If a real number is selected between 0 to 1, then what is the probability that number will be more than 0.6.
We see
here, that the number can be taken from the range 0 to 1 and the favourable
range is 0.6 to 1, so the favourable range is 0.4 and the total possible
interval is 1 is the probability should be 0.4
Take another example that can be solved using area.
Suppose we are selecting a point randomly inside the given square so what is the probability that the point lies inside the shaded part where the shaded part is one fourth of the square. intuitively the answer should be 1 by 4 and the Favourable area is one fourth of the total available area.
Probability = \(\cfrac{{{\rm{Favourable}}\;{\rm{area}}}}{{{\rm{Total}}\;\;{\rm{area}}}} = \frac{1}{4}\)
Example 01: A point is randomly selected inside a circle of radius 4 cm, find the probability that this point is closer to the centre than to circumference
Required probability = \(\cfrac{{{\rm{shaded}}\;\;{\rm{area}}}}{{{\rm{total}}\;\;{\rm{area}}}}\) = \(\cfrac{1}{4}\)
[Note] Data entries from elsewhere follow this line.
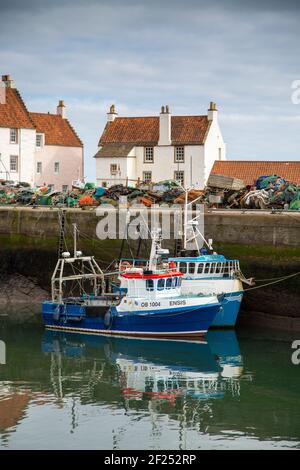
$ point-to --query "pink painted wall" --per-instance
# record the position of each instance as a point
(70, 165)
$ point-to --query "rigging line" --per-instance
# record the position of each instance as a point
(275, 278)
(270, 283)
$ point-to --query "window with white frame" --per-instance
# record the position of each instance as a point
(179, 154)
(13, 163)
(13, 136)
(147, 176)
(39, 168)
(39, 140)
(179, 177)
(149, 155)
(113, 169)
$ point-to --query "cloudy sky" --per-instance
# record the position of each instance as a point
(141, 54)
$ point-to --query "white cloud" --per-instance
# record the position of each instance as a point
(139, 55)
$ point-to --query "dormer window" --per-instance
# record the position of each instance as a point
(39, 140)
(13, 136)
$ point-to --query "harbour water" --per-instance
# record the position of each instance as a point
(234, 390)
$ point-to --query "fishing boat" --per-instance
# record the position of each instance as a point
(153, 305)
(204, 272)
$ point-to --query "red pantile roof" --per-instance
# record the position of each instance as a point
(249, 171)
(58, 131)
(13, 113)
(141, 130)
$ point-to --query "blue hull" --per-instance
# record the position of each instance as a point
(230, 307)
(186, 321)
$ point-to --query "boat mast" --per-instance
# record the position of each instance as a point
(193, 224)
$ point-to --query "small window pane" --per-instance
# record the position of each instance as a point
(179, 154)
(13, 136)
(39, 167)
(200, 268)
(14, 163)
(149, 154)
(113, 169)
(147, 176)
(192, 268)
(182, 267)
(39, 140)
(179, 177)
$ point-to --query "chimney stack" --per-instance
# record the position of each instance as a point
(8, 82)
(61, 109)
(164, 126)
(112, 114)
(212, 112)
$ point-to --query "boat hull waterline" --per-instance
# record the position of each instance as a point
(168, 323)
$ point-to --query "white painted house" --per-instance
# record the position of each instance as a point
(147, 149)
(37, 148)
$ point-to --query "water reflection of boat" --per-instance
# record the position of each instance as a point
(158, 369)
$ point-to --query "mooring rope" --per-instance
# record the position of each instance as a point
(274, 282)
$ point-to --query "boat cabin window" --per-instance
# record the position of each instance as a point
(192, 268)
(182, 267)
(200, 268)
(219, 268)
(149, 284)
(212, 268)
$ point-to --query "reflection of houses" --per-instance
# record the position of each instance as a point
(140, 379)
(12, 408)
(161, 147)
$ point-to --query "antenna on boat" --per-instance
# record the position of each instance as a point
(193, 224)
(75, 239)
(62, 221)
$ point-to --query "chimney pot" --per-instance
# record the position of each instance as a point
(111, 115)
(6, 79)
(212, 112)
(61, 109)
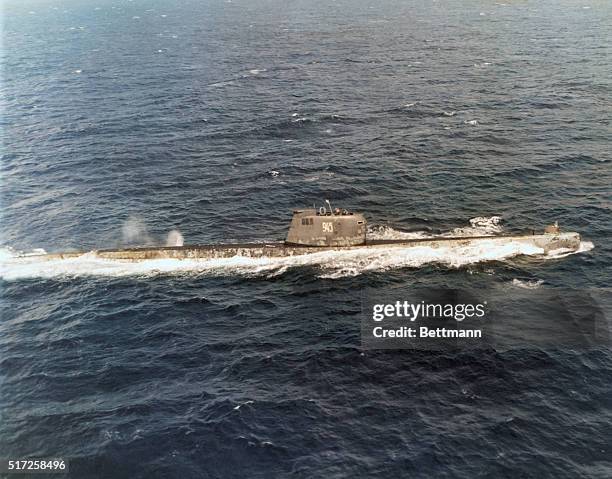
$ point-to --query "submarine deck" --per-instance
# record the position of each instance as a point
(545, 241)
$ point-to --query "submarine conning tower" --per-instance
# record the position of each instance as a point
(326, 227)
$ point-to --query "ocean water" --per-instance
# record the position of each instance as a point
(125, 120)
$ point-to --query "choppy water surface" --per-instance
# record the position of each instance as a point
(216, 119)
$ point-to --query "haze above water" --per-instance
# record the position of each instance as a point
(215, 119)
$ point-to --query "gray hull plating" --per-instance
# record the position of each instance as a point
(545, 242)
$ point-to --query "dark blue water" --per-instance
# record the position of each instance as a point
(216, 118)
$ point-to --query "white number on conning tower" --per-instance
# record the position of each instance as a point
(328, 227)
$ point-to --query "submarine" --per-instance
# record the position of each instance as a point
(315, 230)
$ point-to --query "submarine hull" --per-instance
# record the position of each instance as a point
(545, 242)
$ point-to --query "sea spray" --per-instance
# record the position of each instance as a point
(134, 232)
(175, 238)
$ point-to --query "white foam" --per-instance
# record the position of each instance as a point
(334, 264)
(535, 284)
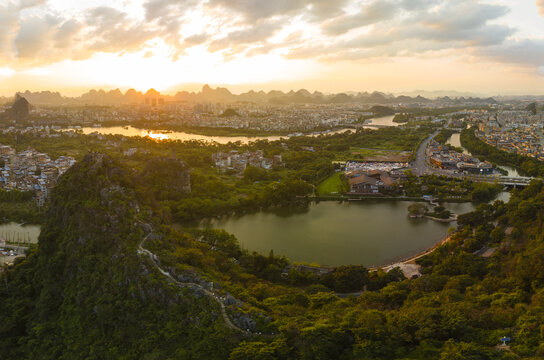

Example 02: A rod of length L is divided randomly into three parts find the probability that a triangle is formed by these three parts.
x + y > (L – x – y) y + (L – x – y) > x (L – x – y) > y
or x + y > L/2, x < L/2, y < L/2 x > 0, y > 0, L – x – y > 0
Thus x > 0, y > 0, x + y < L (This is the sample space)
Plotting lines x + y = L, x + y = L/2, x = L/2 y = L/2.
Now favorable area is the shaded area of the middle triangle.
Required probability = \(\cfrac{1}{4}\)